Topological properties of closed $\widetilde{\mathrm{G}}_2$, $\mathrm{SL}(3;\mathbb{C})$ and $\mathrm{SL}(3;\mathbb{R})^2$ forms on manifolds
Laurence H. Mayther
TL;DR
This work develops a framework for the topological study of closed $\sigma_0$-forms for four stable forms on oriented manifolds using algebro-topological methods and $h$-principles.
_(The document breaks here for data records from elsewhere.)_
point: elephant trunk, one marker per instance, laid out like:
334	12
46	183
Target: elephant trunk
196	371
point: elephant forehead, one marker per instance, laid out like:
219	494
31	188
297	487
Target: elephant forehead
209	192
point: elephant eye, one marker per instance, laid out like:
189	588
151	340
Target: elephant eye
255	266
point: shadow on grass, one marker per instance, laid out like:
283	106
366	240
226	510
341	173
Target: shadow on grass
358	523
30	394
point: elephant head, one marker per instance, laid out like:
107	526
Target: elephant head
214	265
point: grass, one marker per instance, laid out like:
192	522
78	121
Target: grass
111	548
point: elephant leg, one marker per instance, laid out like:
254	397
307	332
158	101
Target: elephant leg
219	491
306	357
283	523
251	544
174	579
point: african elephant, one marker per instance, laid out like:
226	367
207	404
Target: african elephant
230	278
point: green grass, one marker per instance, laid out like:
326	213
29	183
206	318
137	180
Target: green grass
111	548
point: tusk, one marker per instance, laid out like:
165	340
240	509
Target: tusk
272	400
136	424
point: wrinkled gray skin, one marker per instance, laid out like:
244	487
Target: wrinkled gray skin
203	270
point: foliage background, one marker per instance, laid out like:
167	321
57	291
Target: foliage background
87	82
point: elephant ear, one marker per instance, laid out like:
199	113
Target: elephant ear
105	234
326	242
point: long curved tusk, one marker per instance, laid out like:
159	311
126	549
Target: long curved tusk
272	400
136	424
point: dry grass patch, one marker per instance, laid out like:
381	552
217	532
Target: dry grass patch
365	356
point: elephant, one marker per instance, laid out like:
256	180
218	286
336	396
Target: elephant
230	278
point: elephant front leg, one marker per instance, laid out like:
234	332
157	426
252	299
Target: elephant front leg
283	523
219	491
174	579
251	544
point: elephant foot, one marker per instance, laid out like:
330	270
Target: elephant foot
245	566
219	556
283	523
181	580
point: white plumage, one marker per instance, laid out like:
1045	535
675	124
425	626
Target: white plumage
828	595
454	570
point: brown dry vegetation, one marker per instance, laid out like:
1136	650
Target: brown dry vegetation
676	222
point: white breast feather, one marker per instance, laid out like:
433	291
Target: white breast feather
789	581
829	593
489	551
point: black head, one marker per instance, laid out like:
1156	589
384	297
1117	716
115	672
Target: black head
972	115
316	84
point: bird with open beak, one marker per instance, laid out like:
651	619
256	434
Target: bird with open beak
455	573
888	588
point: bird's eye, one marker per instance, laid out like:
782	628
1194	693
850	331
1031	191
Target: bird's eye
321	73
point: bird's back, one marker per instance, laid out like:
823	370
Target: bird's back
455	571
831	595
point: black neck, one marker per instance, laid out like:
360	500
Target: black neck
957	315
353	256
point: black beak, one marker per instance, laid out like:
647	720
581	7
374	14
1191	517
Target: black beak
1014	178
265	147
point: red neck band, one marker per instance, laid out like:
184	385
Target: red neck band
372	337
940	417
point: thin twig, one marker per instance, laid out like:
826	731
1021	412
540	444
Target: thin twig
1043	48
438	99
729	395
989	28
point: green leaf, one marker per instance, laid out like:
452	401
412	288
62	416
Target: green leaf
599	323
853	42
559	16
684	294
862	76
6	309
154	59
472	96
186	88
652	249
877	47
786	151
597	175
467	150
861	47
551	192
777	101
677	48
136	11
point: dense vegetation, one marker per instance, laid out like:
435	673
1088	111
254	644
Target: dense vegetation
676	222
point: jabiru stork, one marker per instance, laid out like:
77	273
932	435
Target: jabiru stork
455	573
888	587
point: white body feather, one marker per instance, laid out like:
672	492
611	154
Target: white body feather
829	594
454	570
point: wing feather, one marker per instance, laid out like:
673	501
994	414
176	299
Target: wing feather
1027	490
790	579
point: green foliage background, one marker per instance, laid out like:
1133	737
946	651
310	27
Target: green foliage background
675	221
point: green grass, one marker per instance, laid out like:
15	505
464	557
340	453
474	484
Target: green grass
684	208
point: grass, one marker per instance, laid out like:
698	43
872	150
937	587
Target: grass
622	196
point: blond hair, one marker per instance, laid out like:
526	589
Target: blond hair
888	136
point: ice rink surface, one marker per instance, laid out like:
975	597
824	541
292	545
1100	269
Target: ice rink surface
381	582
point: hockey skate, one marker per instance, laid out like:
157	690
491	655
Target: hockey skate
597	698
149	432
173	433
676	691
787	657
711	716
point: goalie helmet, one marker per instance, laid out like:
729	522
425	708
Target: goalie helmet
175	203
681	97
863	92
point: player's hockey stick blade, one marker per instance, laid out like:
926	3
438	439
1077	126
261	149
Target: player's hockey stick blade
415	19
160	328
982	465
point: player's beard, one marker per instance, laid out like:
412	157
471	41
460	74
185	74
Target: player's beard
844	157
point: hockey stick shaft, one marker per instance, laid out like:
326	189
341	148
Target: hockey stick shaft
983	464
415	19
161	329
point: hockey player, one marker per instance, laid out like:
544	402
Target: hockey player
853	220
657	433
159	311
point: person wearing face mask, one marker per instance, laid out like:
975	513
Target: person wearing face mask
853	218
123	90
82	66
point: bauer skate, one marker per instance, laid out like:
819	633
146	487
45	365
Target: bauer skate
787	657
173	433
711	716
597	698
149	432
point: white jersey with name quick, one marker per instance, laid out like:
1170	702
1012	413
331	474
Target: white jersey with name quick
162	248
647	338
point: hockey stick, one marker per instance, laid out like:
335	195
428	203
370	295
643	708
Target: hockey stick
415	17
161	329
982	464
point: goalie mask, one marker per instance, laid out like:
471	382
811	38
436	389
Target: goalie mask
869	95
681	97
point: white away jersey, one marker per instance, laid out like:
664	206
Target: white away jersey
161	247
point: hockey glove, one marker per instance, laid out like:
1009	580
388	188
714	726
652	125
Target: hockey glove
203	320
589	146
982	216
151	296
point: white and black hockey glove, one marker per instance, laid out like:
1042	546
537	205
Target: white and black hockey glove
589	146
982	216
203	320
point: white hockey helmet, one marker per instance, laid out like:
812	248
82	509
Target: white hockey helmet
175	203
It proves that an oriented 7-manifold admits a closed $\widetilde{\mathrm{G}}_2$-structure iff it is spin, and for spin manifolds every degree-$3$ and degree-$4$ cohomology class can be represented by closed $\widetilde{\mathrm{G}}_2$ 3-forms and 4-forms; it introduces a generalized $\widetilde{\mathrm{G}}_2$-cobordism extending Donaldson's notion to $\widetilde{\mathrm{G}}_2$, $\mathrm{SL}(3;\mathbb{C})$, and $\mathrm{SL}(3;\mathbb{R})^2$ forms, showing homotopic $\mathrm{SL}(3;\mathbb{C})$ and $\mathrm{SL}(3;\mathbb{R})^2$ forms in a fixed cohomology class are cobordant. The paper then provides a complete homotopy classification of closed $\mathrm{SL}(3;\mathbb{C})$ forms on 6-manifolds and a lower bound on the number of homotopy classes for closed $\mathrm{SL}(3;\mathbb{R})^2$ forms, together with extendibility criteria linking Euler class and $w_2$-data. Finally, extendibility questions for boundary values are explored, tying the topology of underlying manifolds to the existence and boundary behavior of these special forms.
Abstract
This paper uses algebro-topological techniques such as characteristic classes and obstruction theory, together with the $h$-principles for $\widetilde{\mathrm{G}}_2$ and $\mathrm{SL}(3;\mathbb{R})^2$ forms recently established by the author and the $h$-principle for $\mathrm{SL}(3;\mathbb{C})$ forms established by Donaldson, to prove results on the topological properties of closed $\widetilde{\mathrm{G}}_2$, $\mathrm{SL}(3;\mathbb{C})$ and $\mathrm{SL}(3;\mathbb{R})^2$ forms on oriented 6- and 7-manifolds. Specifically, a criterion for an arbitrary oriented 7-manifold to admit a closed (resp. coclosed) $\widetilde{\mathrm{G}}_2$-structure is obtained, proving a conjecture of Lê; a generalisation of Donaldson's '$\mathrm{G}_2$-cobordisms' to $\widetilde{\mathrm{G}}_2$, $\mathrm{SL}(3;\mathbb{C})$ and $\mathrm{SL}(3;\mathbb{R})^2$ forms is introduced, with homotopic $\mathrm{SL}(3;\mathbb{C})$ and $\mathrm{SL}(3;\mathbb{R})^2$ forms in a given cohomology class shown to be $\widetilde{\mathrm{G}}_2$-cobordant, a result which currently has no analogue in the $\mathrm{G}_2$ case; and a complete classification of closed $\mathrm{SL}(3;\mathbb{C})$ forms up to homotopy is provided. Additionally, a lower bound on the number of homotopy classes of closed $\mathrm{SL}(3;\mathbb{R})^2$ forms on a given manifold is obtained, and the question of which closed $\mathrm{SL}(3;\mathbb{C})$ or $\mathrm{SL}(3;\mathbb{R})^2$ forms arise as the boundary values of closed $\widetilde{\mathrm{G}}_2$-structures on oriented 7-manifolds is investigated.